The process of extracting data from documents is dependent on the document type and is informed by the results of Ragas benchmarks. Although currently limited to text chunks, we plan to expand these capabilities to include images, tables, and other data formats, aiming to offer a more comprehensive indexing solution.

tip

Despite exploring various model-based extraction techniques such as summarization, propositionizing, and extracting questions answered by the text, we have found that the modest performance improvements provided by these techniques doesn't justify the signficant increase in ingestion cost they impose.

Chunking configuration and the extraction of embeddings are also guided by benchmarks. This ensures that the chunking parameters and embedding extraction processes are optimized for retrieval, facilitating a balance between precision and performance.

tip

If you're interested in our benchmarking, we published some of our high-level findings in a blog post titled "Extraction Matters Most"

Retrieval Process

Querying in Dewy involves embedding the user's query and then matching this embedded query to the document embeddings based on vector similarity. The configured distance metric plays a critical role in this matching process, ensuring that the most relevant results are identified.
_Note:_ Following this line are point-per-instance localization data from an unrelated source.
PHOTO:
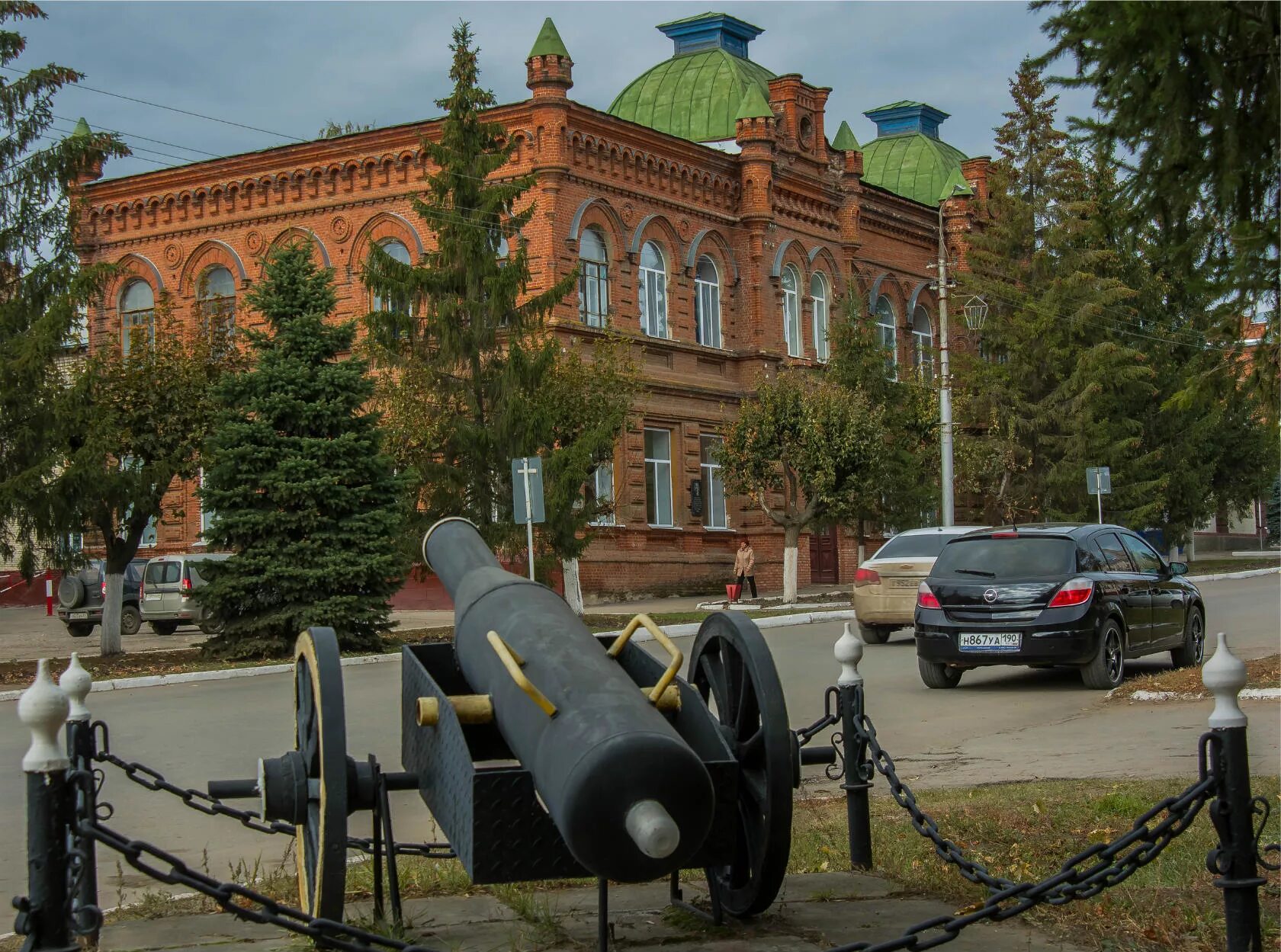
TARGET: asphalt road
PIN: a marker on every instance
(1000, 724)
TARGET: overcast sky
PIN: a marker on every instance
(286, 68)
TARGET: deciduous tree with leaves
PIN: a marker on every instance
(801, 450)
(43, 286)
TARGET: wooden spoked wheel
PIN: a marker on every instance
(322, 742)
(732, 668)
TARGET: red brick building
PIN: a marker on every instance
(715, 222)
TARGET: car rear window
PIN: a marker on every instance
(1024, 556)
(928, 545)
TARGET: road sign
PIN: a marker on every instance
(527, 482)
(1098, 479)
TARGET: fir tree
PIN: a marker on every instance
(472, 376)
(41, 284)
(1192, 92)
(304, 496)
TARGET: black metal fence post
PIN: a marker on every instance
(1233, 810)
(77, 683)
(43, 912)
(856, 781)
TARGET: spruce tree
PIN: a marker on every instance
(43, 286)
(472, 376)
(295, 474)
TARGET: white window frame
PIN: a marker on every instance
(137, 317)
(792, 310)
(821, 305)
(715, 510)
(708, 304)
(661, 470)
(652, 296)
(923, 345)
(888, 335)
(602, 489)
(593, 276)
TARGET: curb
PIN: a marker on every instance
(1247, 573)
(156, 681)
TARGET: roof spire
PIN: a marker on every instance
(844, 140)
(548, 43)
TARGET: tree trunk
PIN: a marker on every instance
(573, 590)
(791, 542)
(112, 602)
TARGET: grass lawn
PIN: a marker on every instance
(1186, 682)
(1020, 831)
(20, 675)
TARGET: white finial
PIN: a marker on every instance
(43, 707)
(1224, 677)
(849, 652)
(77, 683)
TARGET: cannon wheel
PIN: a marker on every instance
(733, 669)
(322, 739)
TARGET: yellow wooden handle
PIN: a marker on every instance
(512, 662)
(659, 636)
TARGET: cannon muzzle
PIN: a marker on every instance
(632, 800)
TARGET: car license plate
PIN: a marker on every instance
(989, 641)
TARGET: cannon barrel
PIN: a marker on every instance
(632, 800)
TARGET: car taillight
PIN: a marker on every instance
(925, 598)
(1077, 591)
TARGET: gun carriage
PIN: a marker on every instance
(544, 751)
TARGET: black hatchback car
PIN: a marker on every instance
(1085, 596)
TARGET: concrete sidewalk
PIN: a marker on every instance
(814, 912)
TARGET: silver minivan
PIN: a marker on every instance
(168, 586)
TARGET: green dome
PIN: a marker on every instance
(911, 165)
(695, 96)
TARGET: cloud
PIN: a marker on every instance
(287, 68)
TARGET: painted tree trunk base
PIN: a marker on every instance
(111, 643)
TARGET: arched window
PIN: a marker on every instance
(137, 314)
(593, 280)
(820, 297)
(923, 344)
(792, 312)
(216, 303)
(653, 291)
(887, 325)
(708, 303)
(395, 303)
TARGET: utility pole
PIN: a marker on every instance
(945, 378)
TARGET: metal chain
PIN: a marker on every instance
(324, 931)
(152, 779)
(1113, 861)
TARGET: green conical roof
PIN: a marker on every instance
(913, 165)
(844, 140)
(753, 105)
(693, 95)
(548, 43)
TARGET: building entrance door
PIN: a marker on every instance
(823, 558)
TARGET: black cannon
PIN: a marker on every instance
(544, 751)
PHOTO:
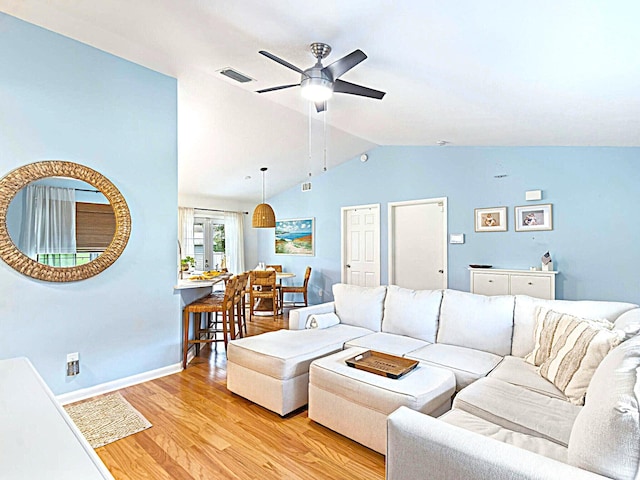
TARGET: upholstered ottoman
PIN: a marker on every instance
(272, 369)
(355, 403)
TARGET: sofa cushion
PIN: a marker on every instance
(387, 343)
(519, 409)
(535, 444)
(516, 371)
(629, 323)
(412, 313)
(285, 354)
(477, 321)
(466, 364)
(359, 306)
(606, 434)
(525, 316)
(577, 350)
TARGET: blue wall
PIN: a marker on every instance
(593, 192)
(63, 100)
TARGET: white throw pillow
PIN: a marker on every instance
(413, 313)
(547, 322)
(359, 306)
(525, 316)
(605, 437)
(477, 321)
(578, 348)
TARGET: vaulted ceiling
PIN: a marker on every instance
(467, 72)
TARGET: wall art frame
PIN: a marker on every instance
(295, 236)
(491, 219)
(534, 217)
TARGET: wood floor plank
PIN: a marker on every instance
(202, 431)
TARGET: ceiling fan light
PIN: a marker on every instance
(316, 89)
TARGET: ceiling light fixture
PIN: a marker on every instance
(263, 215)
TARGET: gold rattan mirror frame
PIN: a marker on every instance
(19, 178)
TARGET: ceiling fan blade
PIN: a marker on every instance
(277, 88)
(280, 61)
(345, 63)
(340, 86)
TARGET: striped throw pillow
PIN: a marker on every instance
(577, 349)
(546, 323)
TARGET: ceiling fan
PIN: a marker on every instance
(318, 82)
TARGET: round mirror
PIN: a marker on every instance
(61, 221)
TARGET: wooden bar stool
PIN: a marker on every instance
(211, 306)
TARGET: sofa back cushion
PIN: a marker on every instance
(359, 306)
(525, 316)
(413, 313)
(605, 438)
(476, 321)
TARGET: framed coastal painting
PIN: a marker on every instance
(491, 219)
(534, 217)
(295, 236)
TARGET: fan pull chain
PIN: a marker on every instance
(309, 116)
(324, 116)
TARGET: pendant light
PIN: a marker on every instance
(263, 216)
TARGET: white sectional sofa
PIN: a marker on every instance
(507, 420)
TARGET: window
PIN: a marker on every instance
(209, 243)
(95, 228)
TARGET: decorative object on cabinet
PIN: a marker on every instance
(12, 184)
(295, 237)
(534, 217)
(537, 283)
(491, 219)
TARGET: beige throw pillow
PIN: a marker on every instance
(546, 323)
(578, 347)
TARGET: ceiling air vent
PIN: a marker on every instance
(235, 75)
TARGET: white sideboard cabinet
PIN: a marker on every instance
(540, 284)
(37, 438)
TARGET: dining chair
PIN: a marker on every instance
(303, 289)
(240, 302)
(211, 306)
(263, 288)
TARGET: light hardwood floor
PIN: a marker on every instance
(203, 431)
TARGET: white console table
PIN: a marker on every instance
(37, 437)
(536, 283)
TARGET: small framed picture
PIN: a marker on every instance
(491, 219)
(534, 217)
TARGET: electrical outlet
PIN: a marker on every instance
(73, 364)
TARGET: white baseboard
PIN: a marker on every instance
(107, 387)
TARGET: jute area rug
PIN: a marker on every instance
(106, 419)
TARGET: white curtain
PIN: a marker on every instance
(185, 232)
(234, 241)
(50, 217)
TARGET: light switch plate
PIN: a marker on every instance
(533, 195)
(456, 238)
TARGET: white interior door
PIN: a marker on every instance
(418, 244)
(361, 245)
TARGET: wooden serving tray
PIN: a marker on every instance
(382, 364)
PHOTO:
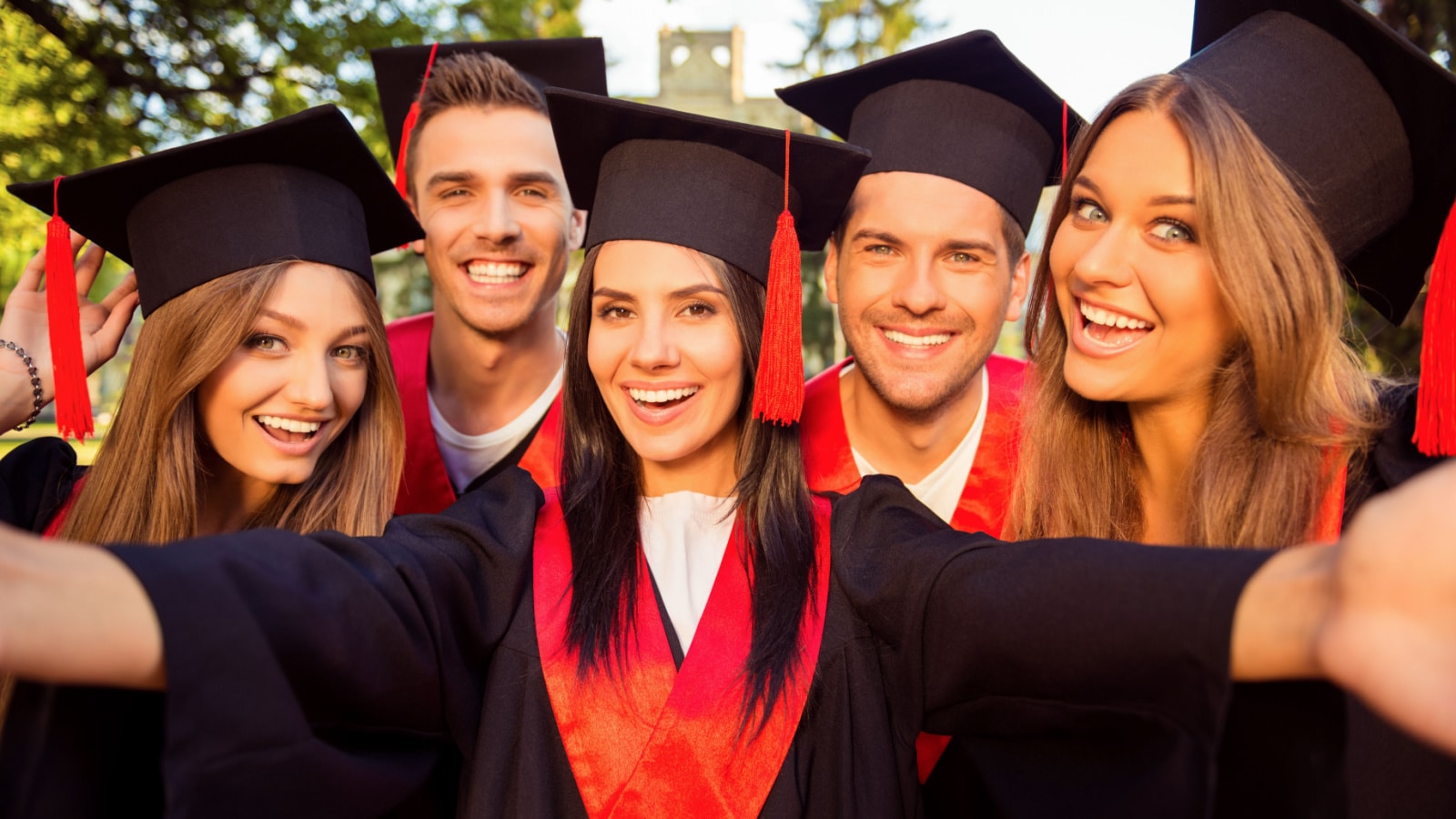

Queries support several configuration options (see retrieveChunks for additional details):

ConfigurationDescriptionDefault
nThe number of chunks to return10
include_text_chunkIf text chunks should be returned in the responseTrue
include_image_chunksIf image chunks should be returned in the response (not yet implemented)True
include_summaryIf chunk summaries should be returned in the response (not yet implemented)False

Once embeddings that closely match the query are identified, they are resolved back to their corresponding chunks. The system then returns the top N chunks, ranked according to their maximum embedding score, ensuring users receive the most relevant and informative responses.

tip

Looking forward, Dewy is exploring the introduction of re-ranking options, such as Mean Reciprocal Rank (MRR), to refine the retrieval process further. However, experimentation with MRR has shown that it may not always improve performance and can actually reduce performance in some cases, indicating the complexity of optimizing retrieval mechanisms.

Future Directions

Dewy is actively investigating several advanced techniques to enrich its indexing and retrieval framework. These include:

  • The integration of knowledge graphs, like GraphRAG, to leverage structured relationships between data points
  • The extraction of entities and named terms to provide additional context associated with chunks is under consideration, aiming to improve the specificity and relevance of retrieved information.
  • The prospect of multimodal search, encompassing images, tables, and other non-textual data formats.

Through continuous innovation and the integration of advanced techniques, Dewy seeks to remain at the forefront of knowledge base technology, offering a powerful tool for developers and organizations looking to harness the full potential of their unstructured data.